Whole-Genome Somatic Small Variant Calling

This how-to explores calling variants using Mutect2 in the SEQC2 Consortium Sample.

Software Prerequisites

  • Samtools and BWA

  • SRA Toolkit

  • Parabricks

  • GATK4 v4.2.0.0

  • bedtools

  • R (vcfR, UpSetR)

Compute Requirements and Configuration

  • At least 512GB of disk space (preferably on “balanced” or SSD storage)

  • At least two NVIDIA Tesla T4 GPUs; the commands and time estimates below utilize four NVIDIA Tesla T4 GPUs.

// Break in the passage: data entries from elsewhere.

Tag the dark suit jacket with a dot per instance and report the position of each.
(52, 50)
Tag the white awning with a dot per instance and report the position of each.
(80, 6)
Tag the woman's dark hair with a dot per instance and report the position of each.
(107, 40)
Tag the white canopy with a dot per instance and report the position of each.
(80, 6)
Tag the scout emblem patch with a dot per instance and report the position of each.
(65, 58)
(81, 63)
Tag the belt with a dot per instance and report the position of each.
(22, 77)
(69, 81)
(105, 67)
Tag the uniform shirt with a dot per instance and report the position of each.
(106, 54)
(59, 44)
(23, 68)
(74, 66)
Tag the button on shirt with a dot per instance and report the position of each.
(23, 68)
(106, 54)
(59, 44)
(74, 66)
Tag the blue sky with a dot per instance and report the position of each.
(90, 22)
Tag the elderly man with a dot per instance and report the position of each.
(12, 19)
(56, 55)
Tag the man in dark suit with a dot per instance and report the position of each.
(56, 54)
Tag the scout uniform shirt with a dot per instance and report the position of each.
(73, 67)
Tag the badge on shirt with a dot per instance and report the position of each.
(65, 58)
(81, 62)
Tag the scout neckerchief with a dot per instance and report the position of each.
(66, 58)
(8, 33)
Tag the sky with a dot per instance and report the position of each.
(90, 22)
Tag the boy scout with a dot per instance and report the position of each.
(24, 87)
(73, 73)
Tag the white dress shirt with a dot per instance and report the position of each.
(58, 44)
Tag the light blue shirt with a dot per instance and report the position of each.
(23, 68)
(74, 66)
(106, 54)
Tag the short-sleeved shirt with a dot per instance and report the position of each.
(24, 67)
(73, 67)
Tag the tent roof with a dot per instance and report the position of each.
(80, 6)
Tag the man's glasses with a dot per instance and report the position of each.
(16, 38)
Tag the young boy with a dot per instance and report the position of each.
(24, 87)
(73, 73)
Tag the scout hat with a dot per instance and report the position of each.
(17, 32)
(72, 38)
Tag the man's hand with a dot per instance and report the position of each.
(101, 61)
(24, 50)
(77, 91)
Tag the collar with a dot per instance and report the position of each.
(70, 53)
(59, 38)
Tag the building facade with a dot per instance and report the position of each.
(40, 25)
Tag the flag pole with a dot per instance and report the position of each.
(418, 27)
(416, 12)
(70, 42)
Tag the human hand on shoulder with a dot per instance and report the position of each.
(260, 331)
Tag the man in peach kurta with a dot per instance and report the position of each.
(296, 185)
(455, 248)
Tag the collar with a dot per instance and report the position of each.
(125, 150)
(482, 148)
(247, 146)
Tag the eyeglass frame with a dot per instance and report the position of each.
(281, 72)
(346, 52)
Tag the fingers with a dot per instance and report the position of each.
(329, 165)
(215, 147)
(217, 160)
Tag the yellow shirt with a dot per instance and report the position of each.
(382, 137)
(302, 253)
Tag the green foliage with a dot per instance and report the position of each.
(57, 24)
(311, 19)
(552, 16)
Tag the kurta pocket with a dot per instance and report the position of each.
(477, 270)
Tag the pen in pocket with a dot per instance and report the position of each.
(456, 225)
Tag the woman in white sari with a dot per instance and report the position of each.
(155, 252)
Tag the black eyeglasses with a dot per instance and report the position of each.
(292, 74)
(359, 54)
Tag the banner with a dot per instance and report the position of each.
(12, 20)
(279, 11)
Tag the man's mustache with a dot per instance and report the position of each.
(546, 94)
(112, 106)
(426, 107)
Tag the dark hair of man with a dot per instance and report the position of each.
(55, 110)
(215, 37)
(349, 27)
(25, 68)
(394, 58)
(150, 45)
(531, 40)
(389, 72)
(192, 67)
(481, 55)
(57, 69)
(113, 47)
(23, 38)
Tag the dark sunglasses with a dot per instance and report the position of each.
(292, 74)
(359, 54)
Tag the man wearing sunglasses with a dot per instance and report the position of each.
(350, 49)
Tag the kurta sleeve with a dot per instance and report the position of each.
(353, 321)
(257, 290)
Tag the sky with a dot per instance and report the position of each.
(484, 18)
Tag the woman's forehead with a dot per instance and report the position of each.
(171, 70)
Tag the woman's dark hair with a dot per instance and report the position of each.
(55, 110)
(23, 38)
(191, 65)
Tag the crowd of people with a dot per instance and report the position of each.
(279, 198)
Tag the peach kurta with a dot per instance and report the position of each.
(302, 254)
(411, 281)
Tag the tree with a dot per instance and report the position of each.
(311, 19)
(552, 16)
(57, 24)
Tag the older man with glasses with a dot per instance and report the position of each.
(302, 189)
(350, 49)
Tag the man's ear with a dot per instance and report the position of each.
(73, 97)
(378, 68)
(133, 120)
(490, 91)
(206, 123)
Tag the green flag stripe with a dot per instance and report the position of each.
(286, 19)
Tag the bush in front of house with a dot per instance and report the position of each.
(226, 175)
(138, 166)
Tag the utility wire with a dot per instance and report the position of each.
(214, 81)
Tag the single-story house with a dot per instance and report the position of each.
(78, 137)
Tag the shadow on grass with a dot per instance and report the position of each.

  • At least 24 CPU cores; the commands below use 48 vCPU cores.

  • At least 48GB of RAM per GPU

  • A functional Parabricks install (version 3.7 or newer)

The examples below use an AWS VM g4dn.12xlarge with 48 vCPU cores, 192GB of RAM, and 4 NVIDIA Tesla T4 GPUs running Ubuntu 18.04.5 LTS.

Introduction

This how-to runs through a full Whole Genome Sequencing (WGS) somatic variant analysis pipeline for calling SNPs, MNPs and small indels on real 30X short-read human data. Such analyses are commonly used in cancer genomics studies. For WGS somatic variant analysis, you will utilize the example data generated by "The Somatic Mutation Working Group of the SEQC2 Consortium". The dataset contains multiplatform sequencing from HCC1395, which is a triple negative breast cancer cell line, and HCC1395 BL is the matched normal cell line. The SEQC2 dataset contains whole genome (WGS) and Exome, sequencing performed at six different sequencing centers, and multiple replicates to minimized potential biases from sequencing technologies/assays. Furthermore, the dataset was processed through nine bioinformatics pipelines to evaluate accuracy and reproducibility. The SEQC2 consortium reports artifacts generated due to sample and library processing, along with evaluating the capabilities and limitation of bioinformatics tools for artifact detection and removal. A series of detailed articles are available below:

The SEQC2 data set is well characterized and the "Truth Variant Call set" provided by the consortium allows you to validate the results from the WGS somatic variant analysis pipeline. When you finish variant calling, you will annotate the VCF with several databases to determine which variants are common or might be associated with disease. You will filter out common variants (those observed frequently in 1000 Genomes) and then use NVIDIA Parabricks tools for quality control to assess the variant caller results.

Download Example FASTQ Files

The example dataset used for this how-to resides on NCBI SRA and can be downloaded using wget. Once the SRA files are downloaded, install the SRA Toolkit to convert SRA files to paired end FASTQ files using the instructions given below. Note that SRR7890827 is a normal sample and SRR7890824 is a tumor sample from the HCC1395 cell line. Paired end WGS sequencing was performed for each sample on an Illumina HiSeq X.

## Download publicly available SRA files using wget. Both files are
# about 65 GB in size.
# Normal sample
wget https://sra-pub-run-odp.s3.amazonaws.com/sra/SRR7890827/SRR7890827 --output-document=SRR7890827.sra

# Tumor sample
wget https://sra-pub-run-odp.s3.amazonaws.com/sra/SRR7890824/SRR7890824 --output-document=SRR7890824.sra

## Convert SRA to FASTQ files
fastq-dump --split-files ./SRR7890827.sra --gzip
fastq-dump --split-files ./SRR7890824.sra --gzip

Once the SRA files have been converted to FASTQ format they are no longer needed and may be deleted.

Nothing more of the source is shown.